There is a mental exercise that I have been doing once in a while for many years now; it’s one of the most powerful exercises I’ve ever known. I consider seriously whether, if I were to leave this world tonight, I would be satisfied with how I’ve lived my life, especially its last day, and whether I would leave any issues unresolved. And if I find that I’m not happy with my answers, I consider whether, seeing this, I would like to change anything about the way I’m living.
Of course, in thinking about this, some of us might want to make changes that wouldn’t be beneficial to us in our daily lives, such as quitting our jobs, running away from home, or scattering our money from a helicopter. Maybe it’s better not to make these things happen if we don’t expect to die today. But often much simpler things come to our minds, things that are much less costly and that can much more realistically change our world.
When I was doing this exercise some time ago, the music from the movie Titanic played right at the same moment. Maybe it was miraculous fate or maybe just a coincidence, but it determined my whole experience. At that moment I thought about people who couldn’t live together with their loved ones (as in the movie) and about people who didn’t have anyone with whom they felt a deep connection (just like me during my school days, when I watched the movie for the first time). And I thought that each of them would probably like to trade places with me and have someone with whom they could share love.
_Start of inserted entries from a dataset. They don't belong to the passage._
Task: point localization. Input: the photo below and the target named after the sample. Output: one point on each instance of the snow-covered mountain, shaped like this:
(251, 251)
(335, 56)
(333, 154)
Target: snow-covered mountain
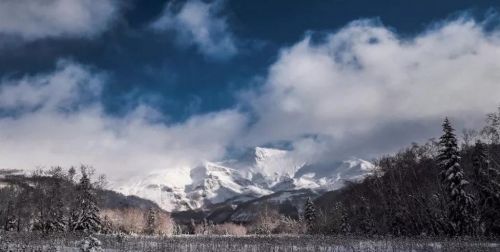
(257, 173)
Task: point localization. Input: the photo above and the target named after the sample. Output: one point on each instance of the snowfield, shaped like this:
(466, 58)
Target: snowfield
(257, 173)
(19, 242)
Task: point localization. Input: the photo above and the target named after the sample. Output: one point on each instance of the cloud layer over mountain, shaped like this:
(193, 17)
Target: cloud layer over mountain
(360, 91)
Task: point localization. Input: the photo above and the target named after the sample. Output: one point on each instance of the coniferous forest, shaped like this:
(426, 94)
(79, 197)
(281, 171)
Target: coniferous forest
(448, 187)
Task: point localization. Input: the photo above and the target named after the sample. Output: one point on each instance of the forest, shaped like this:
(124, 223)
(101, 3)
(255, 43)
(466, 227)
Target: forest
(446, 187)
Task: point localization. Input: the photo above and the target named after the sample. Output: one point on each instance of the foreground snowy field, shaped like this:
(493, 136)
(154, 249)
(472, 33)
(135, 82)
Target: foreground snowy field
(16, 242)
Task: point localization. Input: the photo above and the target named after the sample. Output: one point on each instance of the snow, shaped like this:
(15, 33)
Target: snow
(260, 172)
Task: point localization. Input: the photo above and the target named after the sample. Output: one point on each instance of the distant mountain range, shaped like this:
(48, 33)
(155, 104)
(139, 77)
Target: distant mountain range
(260, 174)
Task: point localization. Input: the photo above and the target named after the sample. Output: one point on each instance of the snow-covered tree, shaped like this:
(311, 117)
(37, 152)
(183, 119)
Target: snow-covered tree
(486, 183)
(459, 202)
(85, 213)
(55, 221)
(310, 212)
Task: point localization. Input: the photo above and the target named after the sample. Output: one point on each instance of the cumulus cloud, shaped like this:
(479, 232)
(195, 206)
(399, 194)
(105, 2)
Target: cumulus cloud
(366, 90)
(63, 123)
(39, 19)
(200, 24)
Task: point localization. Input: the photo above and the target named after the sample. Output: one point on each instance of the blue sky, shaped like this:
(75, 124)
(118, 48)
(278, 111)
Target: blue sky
(173, 83)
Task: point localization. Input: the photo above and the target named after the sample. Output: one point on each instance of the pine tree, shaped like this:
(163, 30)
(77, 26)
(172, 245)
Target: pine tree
(459, 202)
(150, 221)
(85, 214)
(310, 213)
(55, 222)
(486, 183)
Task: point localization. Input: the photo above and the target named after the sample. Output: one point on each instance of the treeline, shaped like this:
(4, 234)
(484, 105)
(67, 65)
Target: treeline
(440, 188)
(50, 201)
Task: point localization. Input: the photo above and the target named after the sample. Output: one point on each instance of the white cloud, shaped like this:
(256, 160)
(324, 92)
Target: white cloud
(201, 24)
(46, 134)
(39, 19)
(364, 87)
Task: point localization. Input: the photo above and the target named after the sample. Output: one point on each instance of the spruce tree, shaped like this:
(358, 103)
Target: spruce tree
(85, 214)
(55, 222)
(459, 202)
(310, 213)
(486, 183)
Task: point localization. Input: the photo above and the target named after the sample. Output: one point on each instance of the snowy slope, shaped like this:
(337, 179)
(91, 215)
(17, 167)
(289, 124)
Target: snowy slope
(260, 172)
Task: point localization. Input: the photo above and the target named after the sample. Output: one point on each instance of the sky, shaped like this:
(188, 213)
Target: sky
(132, 87)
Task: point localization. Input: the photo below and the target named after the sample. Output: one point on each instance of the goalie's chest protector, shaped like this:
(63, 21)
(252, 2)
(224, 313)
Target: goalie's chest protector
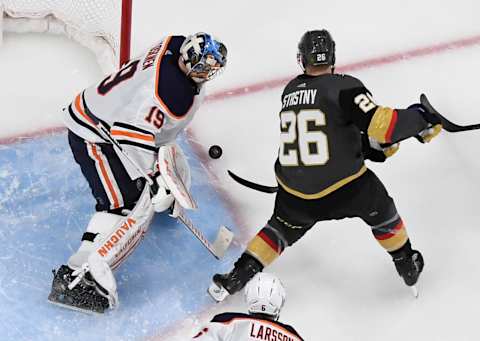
(149, 93)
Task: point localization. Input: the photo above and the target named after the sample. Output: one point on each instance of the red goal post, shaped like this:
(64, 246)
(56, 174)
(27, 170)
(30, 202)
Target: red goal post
(103, 26)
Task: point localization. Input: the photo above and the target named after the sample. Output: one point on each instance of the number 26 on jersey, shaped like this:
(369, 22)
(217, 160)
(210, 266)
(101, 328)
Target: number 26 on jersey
(301, 139)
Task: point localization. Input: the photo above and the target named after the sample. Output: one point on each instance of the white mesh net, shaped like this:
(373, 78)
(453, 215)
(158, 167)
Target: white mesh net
(82, 19)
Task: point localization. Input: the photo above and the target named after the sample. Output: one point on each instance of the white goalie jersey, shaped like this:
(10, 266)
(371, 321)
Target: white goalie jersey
(243, 327)
(144, 105)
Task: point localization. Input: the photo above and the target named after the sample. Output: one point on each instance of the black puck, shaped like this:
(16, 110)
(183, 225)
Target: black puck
(215, 151)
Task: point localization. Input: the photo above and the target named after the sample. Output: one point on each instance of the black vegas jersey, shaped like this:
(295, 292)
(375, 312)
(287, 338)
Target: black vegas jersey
(321, 123)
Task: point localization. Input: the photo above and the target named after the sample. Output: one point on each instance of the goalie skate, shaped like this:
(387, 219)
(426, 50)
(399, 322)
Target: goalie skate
(84, 296)
(217, 292)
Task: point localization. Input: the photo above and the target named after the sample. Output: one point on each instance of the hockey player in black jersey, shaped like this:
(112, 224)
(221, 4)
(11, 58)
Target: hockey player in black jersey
(265, 296)
(329, 125)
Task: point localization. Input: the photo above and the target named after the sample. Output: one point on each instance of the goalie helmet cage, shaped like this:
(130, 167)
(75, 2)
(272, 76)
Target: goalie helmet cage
(103, 26)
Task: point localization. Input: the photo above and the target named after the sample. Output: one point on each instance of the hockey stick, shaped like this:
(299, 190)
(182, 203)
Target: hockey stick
(222, 241)
(224, 235)
(253, 185)
(447, 124)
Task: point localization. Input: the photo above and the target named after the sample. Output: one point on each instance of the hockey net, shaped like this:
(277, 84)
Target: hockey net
(103, 26)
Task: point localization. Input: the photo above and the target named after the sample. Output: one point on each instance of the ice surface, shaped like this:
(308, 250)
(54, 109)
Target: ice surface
(340, 284)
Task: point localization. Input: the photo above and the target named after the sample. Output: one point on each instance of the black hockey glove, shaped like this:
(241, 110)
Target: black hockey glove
(376, 152)
(434, 123)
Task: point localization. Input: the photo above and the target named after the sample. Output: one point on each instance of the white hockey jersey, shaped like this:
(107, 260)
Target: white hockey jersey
(143, 106)
(243, 327)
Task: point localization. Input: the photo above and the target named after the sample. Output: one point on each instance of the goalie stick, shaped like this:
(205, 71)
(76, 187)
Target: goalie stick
(446, 124)
(224, 236)
(253, 185)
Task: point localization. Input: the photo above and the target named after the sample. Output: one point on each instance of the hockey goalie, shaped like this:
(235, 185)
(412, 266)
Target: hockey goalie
(122, 132)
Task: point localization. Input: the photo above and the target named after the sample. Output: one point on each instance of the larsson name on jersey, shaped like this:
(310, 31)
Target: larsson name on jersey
(299, 97)
(262, 332)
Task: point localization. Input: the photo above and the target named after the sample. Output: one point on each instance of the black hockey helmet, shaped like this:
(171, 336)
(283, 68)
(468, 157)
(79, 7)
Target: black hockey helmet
(316, 48)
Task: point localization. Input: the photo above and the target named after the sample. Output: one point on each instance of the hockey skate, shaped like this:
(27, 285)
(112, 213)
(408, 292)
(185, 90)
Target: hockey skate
(228, 284)
(409, 267)
(82, 296)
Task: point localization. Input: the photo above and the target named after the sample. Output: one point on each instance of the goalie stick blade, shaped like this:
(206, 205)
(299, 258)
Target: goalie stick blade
(447, 124)
(222, 242)
(69, 307)
(252, 185)
(217, 293)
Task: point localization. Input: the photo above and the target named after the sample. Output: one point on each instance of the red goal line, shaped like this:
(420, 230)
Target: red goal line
(274, 83)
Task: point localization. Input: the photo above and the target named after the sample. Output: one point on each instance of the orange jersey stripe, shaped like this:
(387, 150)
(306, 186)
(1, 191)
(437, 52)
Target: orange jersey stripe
(79, 108)
(157, 80)
(105, 176)
(134, 135)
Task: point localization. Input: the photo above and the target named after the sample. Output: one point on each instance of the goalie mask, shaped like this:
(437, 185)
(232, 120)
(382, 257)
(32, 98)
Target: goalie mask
(204, 57)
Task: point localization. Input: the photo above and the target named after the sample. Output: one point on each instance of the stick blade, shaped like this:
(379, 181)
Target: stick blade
(222, 242)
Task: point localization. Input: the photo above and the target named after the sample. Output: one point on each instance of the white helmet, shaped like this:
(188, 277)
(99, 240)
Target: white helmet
(265, 294)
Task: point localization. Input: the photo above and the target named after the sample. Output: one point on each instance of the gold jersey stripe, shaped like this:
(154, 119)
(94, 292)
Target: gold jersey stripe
(327, 190)
(380, 124)
(396, 241)
(262, 251)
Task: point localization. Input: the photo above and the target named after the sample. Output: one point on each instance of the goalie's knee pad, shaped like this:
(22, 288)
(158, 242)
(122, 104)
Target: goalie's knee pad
(100, 226)
(113, 237)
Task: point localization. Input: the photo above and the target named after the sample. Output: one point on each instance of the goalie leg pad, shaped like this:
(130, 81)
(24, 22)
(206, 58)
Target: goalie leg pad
(175, 173)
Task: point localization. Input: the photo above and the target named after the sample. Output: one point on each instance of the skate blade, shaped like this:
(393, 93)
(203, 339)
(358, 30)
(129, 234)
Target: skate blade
(217, 293)
(69, 307)
(414, 290)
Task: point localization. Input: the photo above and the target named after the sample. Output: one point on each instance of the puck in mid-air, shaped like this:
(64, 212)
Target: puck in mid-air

I understood that if I were to die then, I would feel the most regretful about the fact that I hadn’t been expressing enough to my wife and my daughter how much I love them, how their presence is the light of my life, and how happy I am that I have them. I hadn’t felt grateful about every minute spent with them, but was instead concentrating on things that, in the end, were much less important. I learned my lesson through this exercise, and when I started expressing these sentiments, my family life reached a new level.
If you try to do this exercise, I don’t promise anything, but who knows: maybe you’ll discover something as important as I did.